Since participants were explicitly informed about the numerical range (5–10), we eliminated the two extreme numerosities from the analyses. We controlled for response outliers by eliminating trials with RTs and/or response time longer or shorter than 3 z-scores, calculated separately for each numerosity level and participant (93 trials in total).

For each participant, and separately for each numerosity, we calculated the average perceived numerosity, the responses standard deviation and the mean response time. The standard deviation divided by the physical numerosity yields the coefficient of variation (CV), a dimensionless index of precision that allows comparison and averaging of performance across numerosity

$$ CV = 1/n\mathop \sum \limits_{i = 1}^{n} \frac{{\sigma_{i} }}{{N_{i} }} $$

where n is the number of analyzed numerosities (= 4), indexed by i. Ni is the ith numerosity and i the standard deviation of responses to numerosity i.

Performance advantage induced by groupitizing was indexed by the between numerosity average difference between unstructured and grouped condition.

$$ Advantage = CVu\,\, or\,\, RTu - CVg\,\, or\,\, RTg $$

where CVu and RTu are the coefficient of variation and response time for the unstructured stimuli condition while CVG and RTG are the coefficient of variation and response time for the grouped conditions.

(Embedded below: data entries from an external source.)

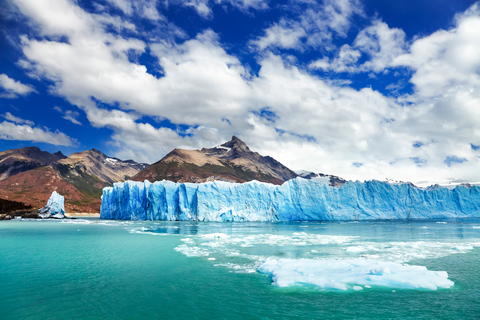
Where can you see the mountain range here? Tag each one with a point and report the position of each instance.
(29, 175)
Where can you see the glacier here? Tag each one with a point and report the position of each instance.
(295, 200)
(55, 207)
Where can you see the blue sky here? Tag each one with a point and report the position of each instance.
(361, 89)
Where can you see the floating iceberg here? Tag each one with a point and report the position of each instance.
(353, 274)
(295, 200)
(54, 208)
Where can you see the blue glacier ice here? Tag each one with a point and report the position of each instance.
(295, 200)
(55, 207)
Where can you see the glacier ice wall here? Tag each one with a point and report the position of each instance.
(55, 207)
(295, 200)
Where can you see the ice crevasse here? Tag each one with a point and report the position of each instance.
(295, 200)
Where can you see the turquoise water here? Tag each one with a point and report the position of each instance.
(94, 269)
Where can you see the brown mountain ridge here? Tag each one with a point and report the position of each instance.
(33, 175)
(232, 161)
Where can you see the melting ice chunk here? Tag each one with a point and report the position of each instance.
(353, 274)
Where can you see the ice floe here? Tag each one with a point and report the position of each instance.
(353, 274)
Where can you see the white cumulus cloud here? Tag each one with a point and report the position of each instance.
(12, 88)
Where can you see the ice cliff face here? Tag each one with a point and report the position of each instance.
(296, 199)
(54, 208)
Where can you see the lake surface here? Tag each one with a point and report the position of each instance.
(101, 269)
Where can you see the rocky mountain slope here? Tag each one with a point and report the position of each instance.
(80, 177)
(231, 161)
(19, 160)
(326, 179)
(95, 163)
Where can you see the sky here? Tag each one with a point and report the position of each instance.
(364, 90)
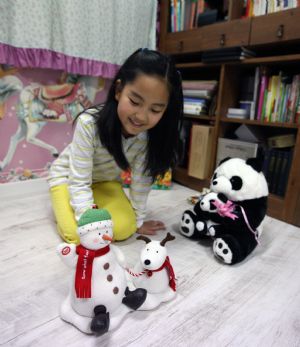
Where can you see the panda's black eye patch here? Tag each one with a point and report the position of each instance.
(236, 182)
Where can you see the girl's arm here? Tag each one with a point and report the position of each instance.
(139, 190)
(81, 164)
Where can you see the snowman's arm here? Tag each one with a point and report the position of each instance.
(119, 254)
(67, 253)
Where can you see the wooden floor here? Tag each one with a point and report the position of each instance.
(255, 303)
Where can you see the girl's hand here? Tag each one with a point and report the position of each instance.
(150, 227)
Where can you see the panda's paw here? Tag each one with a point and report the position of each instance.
(200, 226)
(222, 251)
(187, 225)
(212, 231)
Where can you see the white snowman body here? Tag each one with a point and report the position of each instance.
(108, 280)
(108, 285)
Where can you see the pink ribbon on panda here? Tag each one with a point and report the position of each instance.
(227, 209)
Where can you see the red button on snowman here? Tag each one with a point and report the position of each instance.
(99, 297)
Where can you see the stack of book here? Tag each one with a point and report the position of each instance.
(199, 97)
(226, 54)
(276, 98)
(184, 13)
(256, 8)
(277, 164)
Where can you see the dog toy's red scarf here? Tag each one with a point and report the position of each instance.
(84, 268)
(170, 271)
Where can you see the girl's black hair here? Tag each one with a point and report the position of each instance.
(163, 139)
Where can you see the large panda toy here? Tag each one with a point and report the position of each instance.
(232, 212)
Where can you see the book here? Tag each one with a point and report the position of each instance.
(263, 87)
(255, 93)
(284, 172)
(195, 109)
(200, 159)
(199, 84)
(271, 167)
(276, 172)
(197, 93)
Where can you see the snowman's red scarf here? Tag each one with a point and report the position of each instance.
(170, 271)
(84, 268)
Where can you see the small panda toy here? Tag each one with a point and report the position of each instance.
(197, 222)
(233, 212)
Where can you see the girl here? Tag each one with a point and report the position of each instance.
(137, 128)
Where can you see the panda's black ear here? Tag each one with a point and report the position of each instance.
(255, 163)
(223, 160)
(222, 197)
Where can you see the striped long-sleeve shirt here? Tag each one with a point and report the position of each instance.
(85, 161)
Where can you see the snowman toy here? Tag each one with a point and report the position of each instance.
(99, 297)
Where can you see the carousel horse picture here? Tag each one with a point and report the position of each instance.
(39, 104)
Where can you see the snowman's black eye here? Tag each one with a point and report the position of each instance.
(236, 182)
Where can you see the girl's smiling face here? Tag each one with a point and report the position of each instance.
(141, 103)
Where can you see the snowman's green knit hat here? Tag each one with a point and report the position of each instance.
(93, 215)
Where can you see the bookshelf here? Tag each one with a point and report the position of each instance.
(276, 40)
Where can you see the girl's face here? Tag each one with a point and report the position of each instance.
(141, 103)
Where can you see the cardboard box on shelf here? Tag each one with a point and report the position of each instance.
(235, 148)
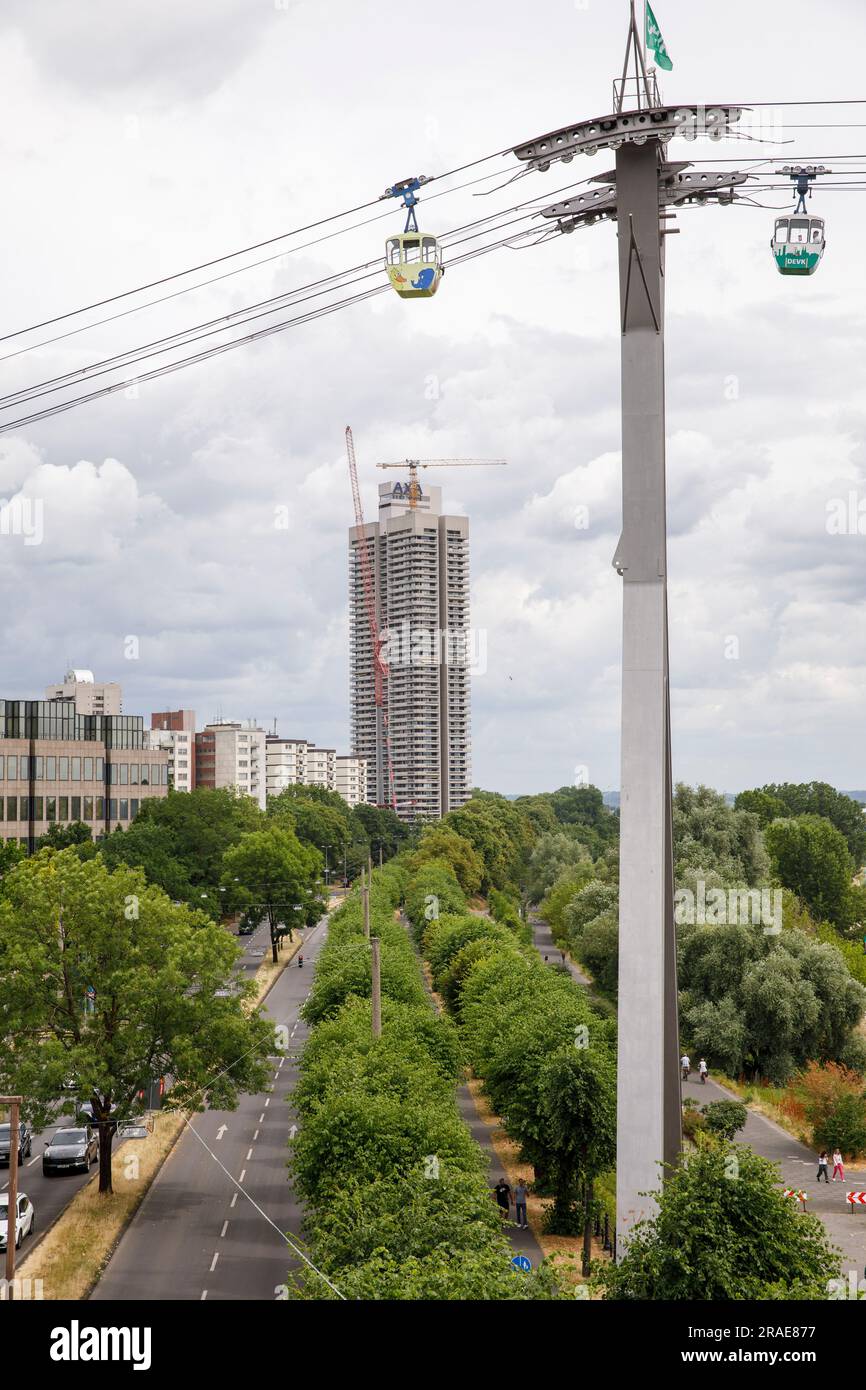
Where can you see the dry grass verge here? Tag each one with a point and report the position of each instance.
(74, 1251)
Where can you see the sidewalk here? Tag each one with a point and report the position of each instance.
(798, 1169)
(521, 1241)
(798, 1164)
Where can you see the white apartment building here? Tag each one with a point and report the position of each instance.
(287, 763)
(352, 779)
(320, 767)
(231, 754)
(181, 747)
(88, 697)
(420, 566)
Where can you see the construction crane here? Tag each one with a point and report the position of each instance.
(380, 666)
(413, 464)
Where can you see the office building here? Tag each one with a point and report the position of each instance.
(420, 567)
(231, 754)
(86, 697)
(59, 766)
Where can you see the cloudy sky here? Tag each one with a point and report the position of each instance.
(148, 136)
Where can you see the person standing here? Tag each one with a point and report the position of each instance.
(520, 1204)
(503, 1197)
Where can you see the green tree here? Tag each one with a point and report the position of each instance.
(717, 1239)
(823, 799)
(724, 1118)
(811, 856)
(271, 872)
(104, 980)
(577, 1109)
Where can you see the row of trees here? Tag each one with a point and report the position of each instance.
(394, 1186)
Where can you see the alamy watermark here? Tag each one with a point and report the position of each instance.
(412, 645)
(22, 516)
(729, 908)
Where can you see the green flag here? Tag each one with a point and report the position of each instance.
(656, 42)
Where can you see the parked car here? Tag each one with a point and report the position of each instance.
(25, 1219)
(25, 1141)
(71, 1150)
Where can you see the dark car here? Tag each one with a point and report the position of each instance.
(25, 1143)
(71, 1151)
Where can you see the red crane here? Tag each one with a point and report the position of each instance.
(380, 666)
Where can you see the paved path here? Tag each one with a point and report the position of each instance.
(523, 1241)
(211, 1222)
(798, 1169)
(798, 1164)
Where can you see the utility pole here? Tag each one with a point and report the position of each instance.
(642, 195)
(366, 902)
(11, 1223)
(377, 987)
(648, 1087)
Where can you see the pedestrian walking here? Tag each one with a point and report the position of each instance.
(503, 1197)
(520, 1204)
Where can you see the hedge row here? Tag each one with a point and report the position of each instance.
(542, 1050)
(395, 1189)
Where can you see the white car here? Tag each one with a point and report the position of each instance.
(25, 1222)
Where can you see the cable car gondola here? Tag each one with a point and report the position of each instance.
(413, 259)
(798, 241)
(798, 245)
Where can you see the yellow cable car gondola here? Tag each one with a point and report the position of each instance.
(413, 259)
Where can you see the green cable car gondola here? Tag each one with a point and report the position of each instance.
(798, 241)
(413, 259)
(798, 245)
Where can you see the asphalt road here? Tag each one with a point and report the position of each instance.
(211, 1223)
(50, 1196)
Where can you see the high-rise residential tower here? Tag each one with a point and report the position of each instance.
(420, 567)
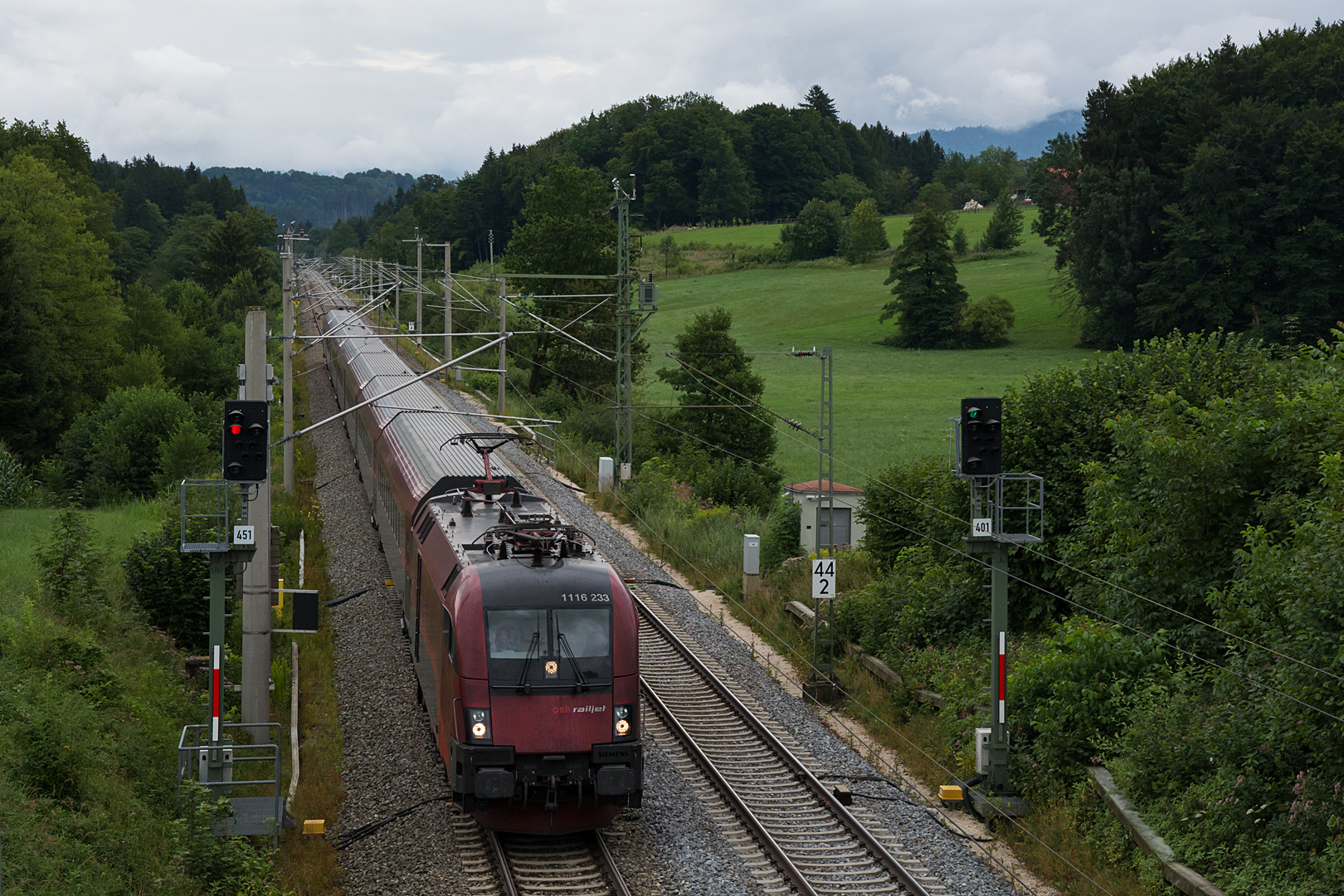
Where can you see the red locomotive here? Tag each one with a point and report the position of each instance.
(524, 642)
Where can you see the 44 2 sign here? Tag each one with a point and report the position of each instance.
(823, 579)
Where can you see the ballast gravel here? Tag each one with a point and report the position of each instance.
(388, 757)
(390, 762)
(944, 853)
(671, 845)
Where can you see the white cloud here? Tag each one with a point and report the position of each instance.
(173, 62)
(346, 85)
(402, 61)
(544, 67)
(739, 95)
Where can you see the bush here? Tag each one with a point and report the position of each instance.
(119, 451)
(17, 486)
(1081, 692)
(816, 234)
(926, 599)
(933, 197)
(866, 232)
(1004, 230)
(71, 570)
(734, 484)
(168, 585)
(58, 743)
(782, 536)
(986, 323)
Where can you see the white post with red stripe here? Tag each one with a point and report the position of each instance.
(214, 694)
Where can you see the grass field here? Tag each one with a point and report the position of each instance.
(23, 529)
(767, 234)
(889, 403)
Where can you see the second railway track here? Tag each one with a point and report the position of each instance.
(817, 846)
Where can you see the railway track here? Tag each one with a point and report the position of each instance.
(537, 865)
(780, 818)
(815, 845)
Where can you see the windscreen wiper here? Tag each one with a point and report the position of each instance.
(574, 664)
(522, 679)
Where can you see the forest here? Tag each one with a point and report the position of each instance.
(124, 289)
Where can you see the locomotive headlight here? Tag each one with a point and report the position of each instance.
(479, 726)
(624, 720)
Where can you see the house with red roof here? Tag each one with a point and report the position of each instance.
(845, 519)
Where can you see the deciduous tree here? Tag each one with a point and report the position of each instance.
(866, 232)
(1004, 230)
(60, 308)
(707, 344)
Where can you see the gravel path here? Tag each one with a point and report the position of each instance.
(388, 758)
(947, 856)
(390, 762)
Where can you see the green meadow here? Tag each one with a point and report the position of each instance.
(890, 403)
(23, 529)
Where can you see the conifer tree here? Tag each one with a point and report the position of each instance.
(929, 299)
(819, 100)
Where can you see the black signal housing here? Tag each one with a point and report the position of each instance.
(981, 437)
(246, 448)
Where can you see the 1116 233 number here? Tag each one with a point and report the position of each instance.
(583, 597)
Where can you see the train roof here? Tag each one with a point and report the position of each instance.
(416, 419)
(417, 427)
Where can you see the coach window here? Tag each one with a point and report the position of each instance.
(449, 646)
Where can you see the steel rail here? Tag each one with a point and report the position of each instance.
(502, 863)
(609, 865)
(804, 774)
(548, 864)
(762, 835)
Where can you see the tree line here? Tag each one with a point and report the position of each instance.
(1205, 193)
(314, 199)
(694, 160)
(124, 286)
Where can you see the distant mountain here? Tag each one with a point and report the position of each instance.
(1025, 141)
(321, 199)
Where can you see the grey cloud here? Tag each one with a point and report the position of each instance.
(427, 86)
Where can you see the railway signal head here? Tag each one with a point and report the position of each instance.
(981, 437)
(246, 445)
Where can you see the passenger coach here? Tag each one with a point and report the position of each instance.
(524, 642)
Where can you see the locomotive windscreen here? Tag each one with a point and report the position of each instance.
(550, 648)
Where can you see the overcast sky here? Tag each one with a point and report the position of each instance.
(348, 85)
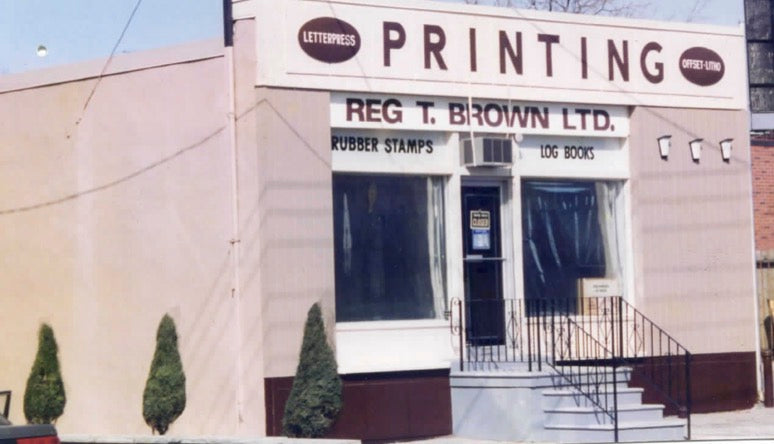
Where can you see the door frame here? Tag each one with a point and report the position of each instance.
(505, 186)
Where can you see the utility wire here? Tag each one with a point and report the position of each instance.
(107, 62)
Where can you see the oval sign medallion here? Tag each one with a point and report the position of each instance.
(329, 40)
(702, 66)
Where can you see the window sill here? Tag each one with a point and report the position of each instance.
(418, 324)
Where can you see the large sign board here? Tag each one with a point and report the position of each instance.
(445, 49)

Data were analyzed by Repeated Measures ANOVAs, t test and Pearson correlations. Frequentist statistics were supplemented with Bayesian statistics, calculating Bayes Factors, the ratio of the likelihood of the alternative to the null hypothesis, and reporting them as base ten logarithms (Log10 Bayes Factors, LBF). For RM-ANOVA with report LBFinclusion indicating how much the data are likely to occur from a model including that specific factor (or interaction), compared to models not including them. By convention, LBF > 0.5 is considered substantial evidence in favour of the alternative hypothesis (difference between groups in this case) and LBF < − 0.5 substantial evidence for the null hypothesis (no difference). Absolute values greater than 1 are considered strong evidence, and greater than 2 definitive. Data were analyzed by JASP (Version 0.8.6) and Matlab (R2017b) software.